A very different approach is needed as compared to dealing with a single-state crisis. Officials at G-20 meetings always argue that if only Europe had more courage to take critical decisions at the very beginning, we would not have been plunged into this severe crisis.

The impact of the eurozone crisis on our economy will depend on the willingness of European officials to take necessary action to resolve the crisis, and how soon they will take it.

We cannot say that the crisis is currently at its peak. The process to resolve it is still in motion.

Uncertainty in the formation of the new government in Greece has also posed concern. If they manage to form a government, what policies will they take? Will Greece finally walk out of the eurozone? And if they do, will they do it peacefully, under specific considerations and calculations, or will they just walk out, leaving further chaos? Any decision taken will provide a completely different outcome.

So we have yet to see the light at the end of the tunnel of the eurozone crisis?

There are many states. Making one critical decision for all of them is difficult. Let us stop thinking that if a policy is taken by officials, the output will be unique. Absolutely not. There could be at least 100 different outcomes from any policy taken.

The outcomes will also depend on each of the member state’s political policies.
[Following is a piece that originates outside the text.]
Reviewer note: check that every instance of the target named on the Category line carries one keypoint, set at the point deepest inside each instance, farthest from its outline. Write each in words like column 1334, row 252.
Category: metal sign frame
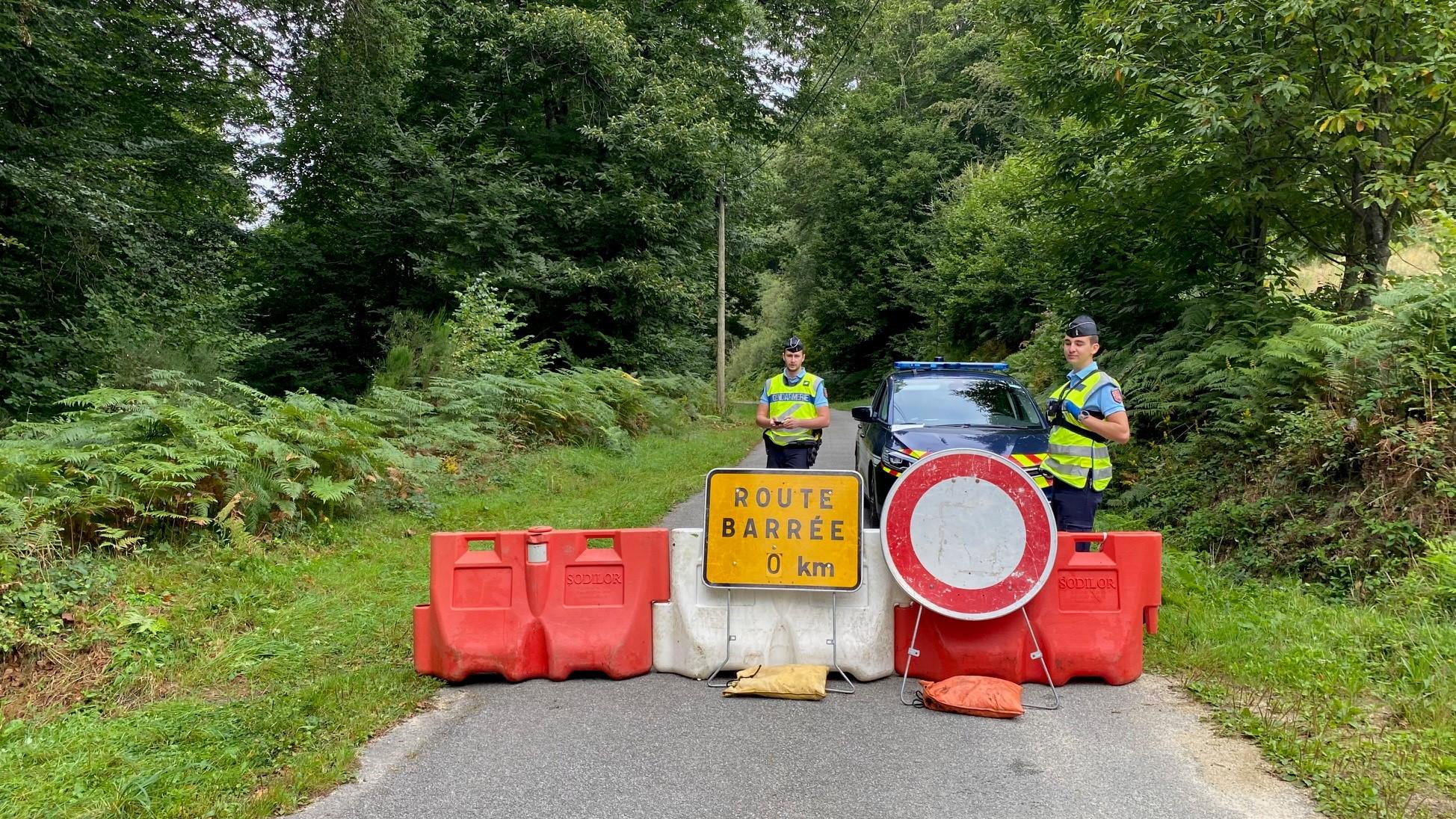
column 857, row 528
column 1019, row 604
For example, what will be the deal between Germany and France on the crisis? Can they see eye to eye on which policy should be taken, full-fledged austerity or recovery? It could be Germany that decides to walk out of the eurozone, arguing it is too much trouble to solve matters that are not their problem. If they walk out, then we are going to face major chaos.
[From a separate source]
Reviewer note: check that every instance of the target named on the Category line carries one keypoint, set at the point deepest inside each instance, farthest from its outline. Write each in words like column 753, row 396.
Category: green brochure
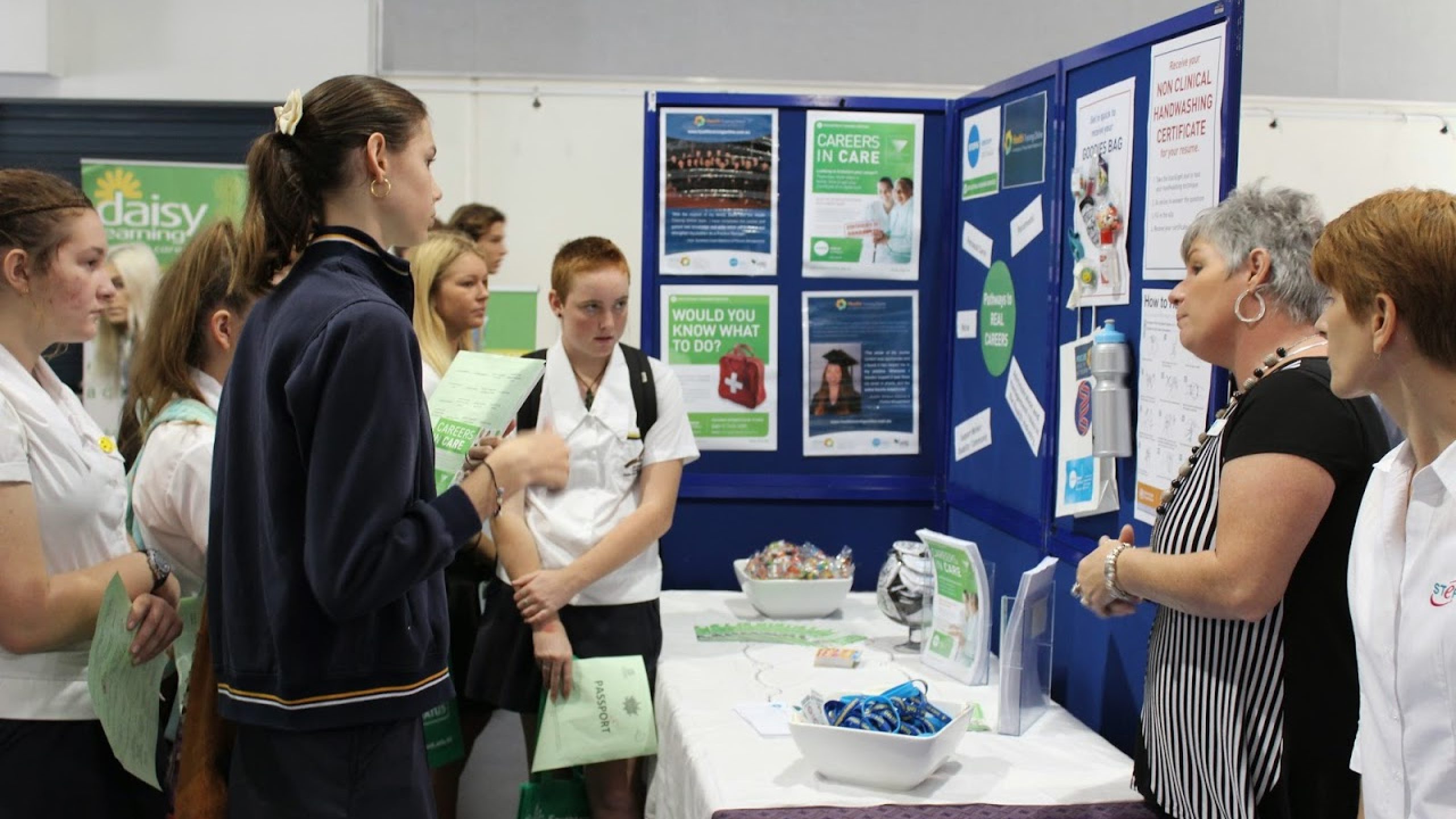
column 126, row 696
Is everything there still too sketchy for us to respond?

Yes. We have yet to see any concrete solution that could be implemented by the eurozone to handle the crisis.

What is the central bank doing to mitigate fallout from the eurozone crisis?

The crisis that originated in the United States has shifted to Europe, and hopefully will not shift to other countries in the next one or two years. Whether we like it or not, there has to be a response to the issue, and this has affected our policies.

For example, when we issued a policy to regulate foreign exchange [forex] proceeds from exports, we made it based on the consideration that our economy had been significantly growing at above 6 percent. The growth would mean more imports because we are not a country that produces its own capital goods and raw materials. Every time the economy grows our imports soar. If imports continue to rise while exports stall, then we would book a deficit in our current accounts. The impact of the crisis on our exports was initially insignificant.

However, in the second round, as the crisis began affecting India and China, our exports began to slow. But as long as FDI [foreign direct investment] is enough to cover the deficit in current accounts we will be safe.

On an annual basis, we have seen that our FDI has sufficiently covered the deficit. On a monthly basis, it will be difficult to depend on FDI to plug the deficit, risking the flow of our capital. This has triggered growing pressure on the rupiah since last September due to the unbalanced situation in the forex market. There is not enough supply to meet forex demands.

We then believed, about two weeks ago, that if this issue could not be addressed immediately, we would have difficulties in managing our rupiah exchange. Therefore, we decided to issue a forex instrument for monetary operation purposes. Using this instrument, banks can put their forex reserves in BI. We will then use those reserves to intervene in the forex market, if we have to.